Through exhibiting at the Regeneration Exhibition at Transnatural Amsterdam and a shared interest in sustainability I was able to meet Valentina Bongiovanni, an Illustrator from Turin.
Valentina and I worked together on serialising the Medusa Project in an attempt to further convey the idea of using Jellyfish as a sustainable resource.
71% of the Earth’s surface is ocean. With all the diverse marine life, there’s a varied range of resources available that can be used to create sustainable materials. Examples like Algae and certain types of crustaceans are precious and abundant. With sensitive exploration these lifeforms could be used to replace harmful materials like plastic.
Human activities like fishing and releasing chemicals into the ocean are blamed for drastically reducing the amount of fish and disturbing the natural harmony of the world’s oceans. Jellyfish are resilient to a lot of these chemicals and are not being fished. To compound this increase in Jellyfish numbers many of the Jellyfish’s predators, like Tuna and Salmon are overfished.

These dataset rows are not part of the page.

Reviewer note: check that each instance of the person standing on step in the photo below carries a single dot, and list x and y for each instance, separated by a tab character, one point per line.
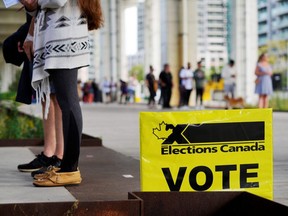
61	47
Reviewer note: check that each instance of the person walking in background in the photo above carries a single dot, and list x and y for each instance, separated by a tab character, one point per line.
132	84
263	82
199	77
106	88
166	83
151	82
229	76
181	88
186	76
124	91
61	67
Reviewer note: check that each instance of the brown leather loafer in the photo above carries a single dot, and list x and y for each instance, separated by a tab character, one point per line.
54	179
47	173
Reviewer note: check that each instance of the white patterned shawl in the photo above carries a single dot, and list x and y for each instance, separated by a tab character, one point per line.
60	42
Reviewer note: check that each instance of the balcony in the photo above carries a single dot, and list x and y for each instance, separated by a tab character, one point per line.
283	9
262	17
262	29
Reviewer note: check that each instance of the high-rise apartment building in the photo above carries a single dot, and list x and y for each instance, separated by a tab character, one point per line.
212	32
272	21
273	36
243	45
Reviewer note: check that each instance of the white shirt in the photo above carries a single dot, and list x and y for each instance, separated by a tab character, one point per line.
187	78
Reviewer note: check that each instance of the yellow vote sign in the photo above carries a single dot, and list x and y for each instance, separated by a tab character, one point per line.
219	150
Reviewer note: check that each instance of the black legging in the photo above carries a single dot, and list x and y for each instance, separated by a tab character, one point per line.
65	83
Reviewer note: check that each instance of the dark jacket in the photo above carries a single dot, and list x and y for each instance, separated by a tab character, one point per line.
11	55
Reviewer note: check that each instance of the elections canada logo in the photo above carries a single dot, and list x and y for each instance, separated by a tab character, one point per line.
210	137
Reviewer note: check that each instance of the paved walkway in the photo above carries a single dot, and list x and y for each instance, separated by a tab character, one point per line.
118	126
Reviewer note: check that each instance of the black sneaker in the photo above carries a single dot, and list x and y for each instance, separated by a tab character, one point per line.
40	161
55	162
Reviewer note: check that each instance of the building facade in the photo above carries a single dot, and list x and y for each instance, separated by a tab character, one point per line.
243	45
273	35
212	32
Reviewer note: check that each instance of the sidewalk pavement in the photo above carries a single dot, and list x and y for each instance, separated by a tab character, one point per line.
118	126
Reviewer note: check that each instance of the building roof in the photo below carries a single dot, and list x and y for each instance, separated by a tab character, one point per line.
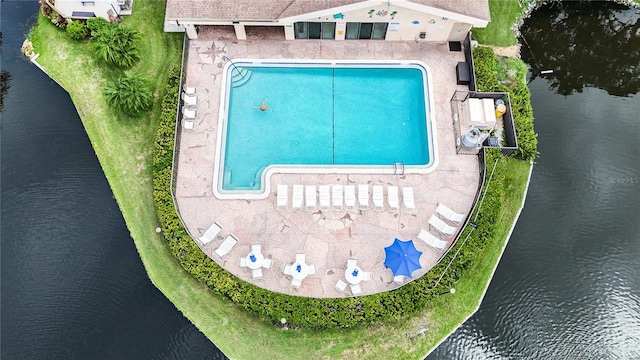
271	10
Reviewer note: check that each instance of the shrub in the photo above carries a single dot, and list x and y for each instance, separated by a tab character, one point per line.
129	93
58	20
97	24
77	30
486	70
45	9
117	45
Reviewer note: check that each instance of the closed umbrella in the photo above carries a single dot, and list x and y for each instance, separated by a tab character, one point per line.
402	257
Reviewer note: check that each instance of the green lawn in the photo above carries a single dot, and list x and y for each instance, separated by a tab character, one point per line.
504	14
124	147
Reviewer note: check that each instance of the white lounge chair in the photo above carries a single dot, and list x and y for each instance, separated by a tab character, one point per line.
337	197
189	90
356	290
256	273
449	214
188	123
392	198
431	240
286	269
210	234
242	262
378	198
441	226
325	199
282	198
297	197
363	196
189	113
407	199
226	245
310	197
350	197
189	100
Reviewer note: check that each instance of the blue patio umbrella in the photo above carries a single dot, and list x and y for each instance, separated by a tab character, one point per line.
402	257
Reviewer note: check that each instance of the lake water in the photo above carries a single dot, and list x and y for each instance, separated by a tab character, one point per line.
73	285
568	285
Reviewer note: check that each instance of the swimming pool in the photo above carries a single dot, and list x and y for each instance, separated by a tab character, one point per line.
321	117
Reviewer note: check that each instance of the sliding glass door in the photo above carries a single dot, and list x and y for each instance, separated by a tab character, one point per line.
375	31
315	30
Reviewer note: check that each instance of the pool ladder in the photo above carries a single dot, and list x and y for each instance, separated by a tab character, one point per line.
398	166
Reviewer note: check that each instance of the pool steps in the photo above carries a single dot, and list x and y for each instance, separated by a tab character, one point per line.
240	76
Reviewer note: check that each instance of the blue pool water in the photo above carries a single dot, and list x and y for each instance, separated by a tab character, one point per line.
323	116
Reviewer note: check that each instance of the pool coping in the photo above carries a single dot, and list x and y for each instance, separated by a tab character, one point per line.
264	191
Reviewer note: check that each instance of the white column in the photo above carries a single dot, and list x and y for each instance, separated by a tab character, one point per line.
241	34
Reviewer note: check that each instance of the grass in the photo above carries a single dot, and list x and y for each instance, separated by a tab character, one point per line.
124	148
504	14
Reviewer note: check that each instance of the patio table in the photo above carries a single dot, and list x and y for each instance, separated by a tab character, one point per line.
254	260
353	274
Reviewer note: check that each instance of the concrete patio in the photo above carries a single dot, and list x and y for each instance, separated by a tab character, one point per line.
328	238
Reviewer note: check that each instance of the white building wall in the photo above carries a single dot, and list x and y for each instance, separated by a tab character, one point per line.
404	24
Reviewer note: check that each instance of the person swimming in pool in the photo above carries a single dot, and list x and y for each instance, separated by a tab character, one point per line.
263	107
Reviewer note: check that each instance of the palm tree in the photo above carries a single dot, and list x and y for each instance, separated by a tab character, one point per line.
118	45
129	93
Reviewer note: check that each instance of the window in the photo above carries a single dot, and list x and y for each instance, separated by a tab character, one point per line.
328	30
302	30
315	30
379	31
375	31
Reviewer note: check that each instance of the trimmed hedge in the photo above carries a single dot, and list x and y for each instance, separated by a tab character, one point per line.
486	67
303	311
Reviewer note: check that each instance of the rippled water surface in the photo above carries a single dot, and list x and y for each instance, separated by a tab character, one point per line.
73	285
568	285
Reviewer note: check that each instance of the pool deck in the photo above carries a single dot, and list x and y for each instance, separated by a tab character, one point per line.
328	238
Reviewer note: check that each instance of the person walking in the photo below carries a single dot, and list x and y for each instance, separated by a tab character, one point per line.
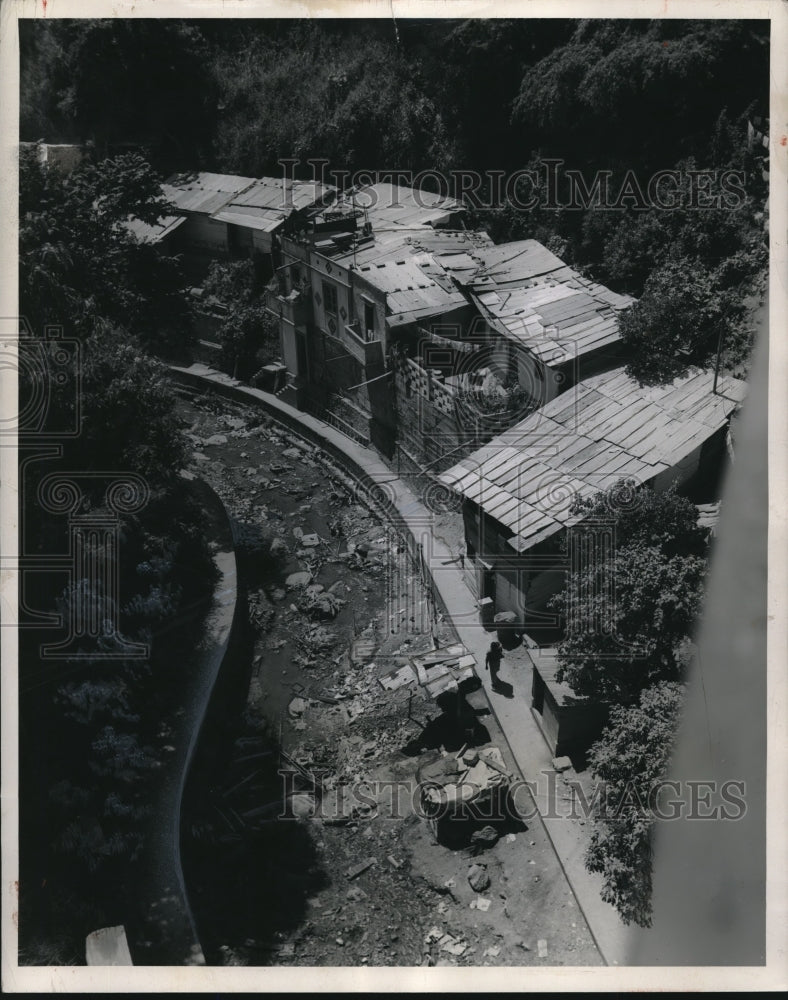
493	662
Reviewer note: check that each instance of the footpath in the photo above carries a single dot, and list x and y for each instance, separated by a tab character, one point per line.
513	712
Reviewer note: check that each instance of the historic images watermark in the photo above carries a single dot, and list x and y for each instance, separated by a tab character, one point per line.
92	504
522	800
549	185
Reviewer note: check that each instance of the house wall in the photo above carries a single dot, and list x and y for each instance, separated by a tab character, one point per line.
204	233
426	420
363	292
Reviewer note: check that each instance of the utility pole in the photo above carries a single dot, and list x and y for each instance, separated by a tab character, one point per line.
717	363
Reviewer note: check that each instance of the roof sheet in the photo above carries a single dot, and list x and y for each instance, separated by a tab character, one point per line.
204	192
584	441
512	263
558	316
146	233
410	290
269	201
388	205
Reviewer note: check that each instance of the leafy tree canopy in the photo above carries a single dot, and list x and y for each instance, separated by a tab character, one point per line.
629	612
80	266
630	760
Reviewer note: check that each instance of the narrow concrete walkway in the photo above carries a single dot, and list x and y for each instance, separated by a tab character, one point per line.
525	739
169	923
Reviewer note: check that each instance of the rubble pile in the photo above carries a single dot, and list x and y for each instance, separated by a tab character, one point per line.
341	611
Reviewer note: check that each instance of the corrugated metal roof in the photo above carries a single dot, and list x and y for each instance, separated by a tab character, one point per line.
410	290
257	200
388	205
509	264
558	316
204	192
146	233
584	441
268	202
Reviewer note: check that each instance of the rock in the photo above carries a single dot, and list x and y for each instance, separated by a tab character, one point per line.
324	606
478	878
485	837
362	866
302	804
297	707
279	547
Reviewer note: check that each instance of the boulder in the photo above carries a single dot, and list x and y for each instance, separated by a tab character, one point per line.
478	878
485	837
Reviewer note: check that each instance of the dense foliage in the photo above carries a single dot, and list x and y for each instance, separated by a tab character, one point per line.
248	334
82	269
93	721
629	611
631	97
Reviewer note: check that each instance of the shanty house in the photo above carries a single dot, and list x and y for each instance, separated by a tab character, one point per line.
556	327
518	489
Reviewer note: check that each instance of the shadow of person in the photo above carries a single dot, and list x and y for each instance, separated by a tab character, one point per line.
456	726
502	688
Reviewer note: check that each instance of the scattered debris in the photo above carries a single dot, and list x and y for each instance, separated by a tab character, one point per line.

Like a lot of delicate organisms Jellyfish reproduce a lot. The average Jellyfish has the potential to release approximately 45,000 eggs per day. Jellyfish share many traits with microorganisms, they are asexual and some can glow in the dark.
Due to their dependance on the current, Jellyfish can easily become stranded on the beach and after a while will decompose. This is another example of an abundant, environmentally-friendly, high-quality resource not being utilised.
The Jellyfish bells undergo a treatment to preserve the flexibility and elasticity of the Jellyfish collagen. This process is done using only natural additives and involves washing, salting, drying and then finally pressing the material.
Depending on treatment the final material will have a texture not dissimilar to rubber, parchment and/or leather. Jellyfish material is amazingly flexible, strong, and depending on the treatment also waterproof.